The government is focusing on stabilising the economy and projecting GDP growth of 4%, led by export orientation. However, think tanks such as the Pakistan Institute of Development Economics (PIDE) disagree. They argue for a longer-term vision with a target of 7-9% annual growth over the next three decades. The Pakistan Business Council touches a sensitive issue, one that no government has agreed to address: the huge, ungainly, elitist civil service that buries ordinary citizens under mounds of bureaucratic hurdles. The two organisations call for market deregulation and reduced reliance on imported capital to drive growth. PIDE wants to focus on job creation and structural reforms that are difficult to undo, rather than on regular IMF bailouts.

The government continues to tax the already heavily taxed salaried class, whereas PIDE and other economic institutions insist on widening the tax network to include agricultural landlords, many of whom sit in the assemblies, and the real estate sector. The government also relies on taxes that discourage local industry from growing, whereas the Business Council advocates a “Make in Pakistan” strategy that focuses on value addition, lowering the cost of doing business, and supporting efficient export industries. The government spends on physical infrastructure, high-priced imported equipment and administrative management. PIDE says the government should spend only on essentials and act as an enabler rather than a growth generator.

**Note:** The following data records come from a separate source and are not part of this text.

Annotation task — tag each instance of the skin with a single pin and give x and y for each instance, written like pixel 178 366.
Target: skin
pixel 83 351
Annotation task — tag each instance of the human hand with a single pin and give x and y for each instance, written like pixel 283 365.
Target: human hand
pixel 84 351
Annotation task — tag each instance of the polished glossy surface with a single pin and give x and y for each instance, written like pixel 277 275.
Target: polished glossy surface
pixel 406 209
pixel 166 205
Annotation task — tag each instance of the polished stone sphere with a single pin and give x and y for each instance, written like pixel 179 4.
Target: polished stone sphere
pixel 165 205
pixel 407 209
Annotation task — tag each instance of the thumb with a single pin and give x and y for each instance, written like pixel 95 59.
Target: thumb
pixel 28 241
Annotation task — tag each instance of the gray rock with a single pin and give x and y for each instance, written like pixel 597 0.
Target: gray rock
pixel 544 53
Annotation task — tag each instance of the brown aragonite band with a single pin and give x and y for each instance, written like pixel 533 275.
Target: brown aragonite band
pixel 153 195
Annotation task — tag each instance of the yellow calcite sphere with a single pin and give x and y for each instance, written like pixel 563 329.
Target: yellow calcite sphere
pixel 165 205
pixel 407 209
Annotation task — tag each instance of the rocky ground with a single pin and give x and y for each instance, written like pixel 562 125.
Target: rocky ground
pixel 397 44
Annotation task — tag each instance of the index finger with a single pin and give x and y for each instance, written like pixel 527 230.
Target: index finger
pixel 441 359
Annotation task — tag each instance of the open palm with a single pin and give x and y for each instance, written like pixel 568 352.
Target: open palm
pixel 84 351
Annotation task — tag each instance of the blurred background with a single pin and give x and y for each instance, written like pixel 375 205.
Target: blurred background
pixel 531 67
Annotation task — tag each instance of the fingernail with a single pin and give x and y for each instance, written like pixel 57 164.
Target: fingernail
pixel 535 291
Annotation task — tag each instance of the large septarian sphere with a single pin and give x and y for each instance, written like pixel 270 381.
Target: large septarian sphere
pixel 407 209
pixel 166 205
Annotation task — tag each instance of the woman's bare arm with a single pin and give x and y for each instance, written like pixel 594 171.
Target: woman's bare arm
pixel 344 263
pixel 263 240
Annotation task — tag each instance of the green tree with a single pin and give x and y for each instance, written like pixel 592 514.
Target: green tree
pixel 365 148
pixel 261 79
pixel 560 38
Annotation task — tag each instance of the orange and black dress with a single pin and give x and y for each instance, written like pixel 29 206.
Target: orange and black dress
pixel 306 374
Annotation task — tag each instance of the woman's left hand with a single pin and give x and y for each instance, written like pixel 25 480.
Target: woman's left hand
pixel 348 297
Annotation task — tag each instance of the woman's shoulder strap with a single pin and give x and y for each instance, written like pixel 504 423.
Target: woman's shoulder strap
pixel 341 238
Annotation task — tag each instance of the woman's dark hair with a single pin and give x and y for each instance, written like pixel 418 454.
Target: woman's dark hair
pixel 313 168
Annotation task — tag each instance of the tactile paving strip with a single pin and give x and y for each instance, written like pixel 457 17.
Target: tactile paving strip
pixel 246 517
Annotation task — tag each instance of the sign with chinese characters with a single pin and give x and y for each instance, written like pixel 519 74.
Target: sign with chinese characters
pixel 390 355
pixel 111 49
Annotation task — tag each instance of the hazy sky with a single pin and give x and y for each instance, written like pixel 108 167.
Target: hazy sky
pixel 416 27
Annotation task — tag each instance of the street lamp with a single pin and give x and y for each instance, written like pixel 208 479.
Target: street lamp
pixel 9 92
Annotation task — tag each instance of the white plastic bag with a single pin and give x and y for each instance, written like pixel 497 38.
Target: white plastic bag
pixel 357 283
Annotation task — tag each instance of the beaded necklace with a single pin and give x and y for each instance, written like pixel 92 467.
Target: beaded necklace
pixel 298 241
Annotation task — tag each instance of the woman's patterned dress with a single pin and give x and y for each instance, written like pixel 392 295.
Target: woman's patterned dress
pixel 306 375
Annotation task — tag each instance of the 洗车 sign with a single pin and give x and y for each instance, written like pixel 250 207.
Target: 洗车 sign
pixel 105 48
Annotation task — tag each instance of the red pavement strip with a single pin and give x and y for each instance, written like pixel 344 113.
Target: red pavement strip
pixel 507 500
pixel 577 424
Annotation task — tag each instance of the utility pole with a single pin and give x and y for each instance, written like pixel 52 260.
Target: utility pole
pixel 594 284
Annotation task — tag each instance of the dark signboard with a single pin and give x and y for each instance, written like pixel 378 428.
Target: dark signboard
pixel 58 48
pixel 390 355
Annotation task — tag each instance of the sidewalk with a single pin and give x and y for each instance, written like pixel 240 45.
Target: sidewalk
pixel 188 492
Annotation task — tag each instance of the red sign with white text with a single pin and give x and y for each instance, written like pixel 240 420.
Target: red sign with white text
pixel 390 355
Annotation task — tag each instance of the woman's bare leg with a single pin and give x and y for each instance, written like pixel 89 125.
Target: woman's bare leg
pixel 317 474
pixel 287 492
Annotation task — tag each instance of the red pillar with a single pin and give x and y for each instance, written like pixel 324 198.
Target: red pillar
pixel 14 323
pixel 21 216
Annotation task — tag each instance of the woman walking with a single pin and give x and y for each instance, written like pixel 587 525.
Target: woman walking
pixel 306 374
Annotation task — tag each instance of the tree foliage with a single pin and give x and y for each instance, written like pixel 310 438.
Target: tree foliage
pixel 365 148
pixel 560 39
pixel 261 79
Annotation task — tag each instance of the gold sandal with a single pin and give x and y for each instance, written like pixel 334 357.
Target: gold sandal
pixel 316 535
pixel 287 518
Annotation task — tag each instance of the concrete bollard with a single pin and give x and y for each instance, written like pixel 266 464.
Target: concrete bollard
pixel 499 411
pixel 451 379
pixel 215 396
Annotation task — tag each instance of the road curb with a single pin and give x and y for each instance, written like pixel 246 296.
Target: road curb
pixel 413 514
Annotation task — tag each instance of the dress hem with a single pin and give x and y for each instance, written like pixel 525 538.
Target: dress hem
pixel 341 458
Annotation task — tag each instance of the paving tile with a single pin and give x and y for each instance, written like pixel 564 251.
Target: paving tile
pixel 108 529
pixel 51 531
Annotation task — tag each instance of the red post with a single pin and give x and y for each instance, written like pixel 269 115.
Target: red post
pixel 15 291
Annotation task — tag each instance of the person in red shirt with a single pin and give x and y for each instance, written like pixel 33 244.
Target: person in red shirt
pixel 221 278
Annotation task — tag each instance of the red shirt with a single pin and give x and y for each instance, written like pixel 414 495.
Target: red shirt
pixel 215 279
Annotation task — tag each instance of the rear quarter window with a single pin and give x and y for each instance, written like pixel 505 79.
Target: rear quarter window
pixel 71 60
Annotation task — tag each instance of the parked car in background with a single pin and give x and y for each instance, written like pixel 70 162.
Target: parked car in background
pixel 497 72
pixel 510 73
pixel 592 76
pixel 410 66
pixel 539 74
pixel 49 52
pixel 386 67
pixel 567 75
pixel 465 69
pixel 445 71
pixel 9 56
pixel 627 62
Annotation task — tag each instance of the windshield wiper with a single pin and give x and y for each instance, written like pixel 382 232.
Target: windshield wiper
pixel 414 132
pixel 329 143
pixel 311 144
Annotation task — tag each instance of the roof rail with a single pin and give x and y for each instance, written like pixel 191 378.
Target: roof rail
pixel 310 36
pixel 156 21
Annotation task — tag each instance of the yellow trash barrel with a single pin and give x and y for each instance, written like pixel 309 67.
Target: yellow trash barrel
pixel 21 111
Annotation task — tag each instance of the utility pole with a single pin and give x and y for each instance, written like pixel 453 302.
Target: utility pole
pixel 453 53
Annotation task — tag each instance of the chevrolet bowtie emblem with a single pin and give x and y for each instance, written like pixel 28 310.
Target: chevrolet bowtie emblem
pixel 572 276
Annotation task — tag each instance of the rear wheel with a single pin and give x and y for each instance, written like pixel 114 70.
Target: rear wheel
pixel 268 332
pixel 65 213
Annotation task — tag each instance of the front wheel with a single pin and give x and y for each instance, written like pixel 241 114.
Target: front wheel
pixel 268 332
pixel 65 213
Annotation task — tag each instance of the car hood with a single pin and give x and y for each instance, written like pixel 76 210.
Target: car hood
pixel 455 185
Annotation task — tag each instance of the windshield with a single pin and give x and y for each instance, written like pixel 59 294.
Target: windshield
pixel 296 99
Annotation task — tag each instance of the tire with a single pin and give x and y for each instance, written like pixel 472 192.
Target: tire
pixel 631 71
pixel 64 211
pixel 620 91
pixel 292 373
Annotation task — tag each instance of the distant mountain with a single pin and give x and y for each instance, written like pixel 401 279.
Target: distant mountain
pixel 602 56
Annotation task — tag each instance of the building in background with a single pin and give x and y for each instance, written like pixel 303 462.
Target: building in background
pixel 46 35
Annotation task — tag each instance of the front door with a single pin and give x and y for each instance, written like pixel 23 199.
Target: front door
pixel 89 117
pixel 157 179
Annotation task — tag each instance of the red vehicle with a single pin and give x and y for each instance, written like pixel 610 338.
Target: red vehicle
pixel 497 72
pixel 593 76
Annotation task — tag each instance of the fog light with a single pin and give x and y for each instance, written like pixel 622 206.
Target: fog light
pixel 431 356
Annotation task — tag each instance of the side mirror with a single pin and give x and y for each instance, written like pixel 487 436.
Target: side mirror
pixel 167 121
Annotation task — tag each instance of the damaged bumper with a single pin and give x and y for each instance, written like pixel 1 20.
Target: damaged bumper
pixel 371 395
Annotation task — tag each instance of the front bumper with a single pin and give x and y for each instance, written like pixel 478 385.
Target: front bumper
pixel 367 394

The budget recently announced is supposedly meant to drive growth, but it does so by increasing consumption rather than instituting reforms in the industrial sector. Economic reforms are still off the radar, and the 28th Amendment looms ahead. If it comes to pass, the country will lose whatever remains of decentralisation that forms the building block of a federation. The Constitution will once again be deformed, crippled and twisted beyond recognition. Instead of piecemeal destruction of the Constitution, what is required is a fresh look at its basic structure and a reformulation. Given, however, the lack of legitimacy of the present government, the dearth of strategic and visionary planning, and the control of non-elected forces over civilian sectors, it is highly unlikely that this will happen.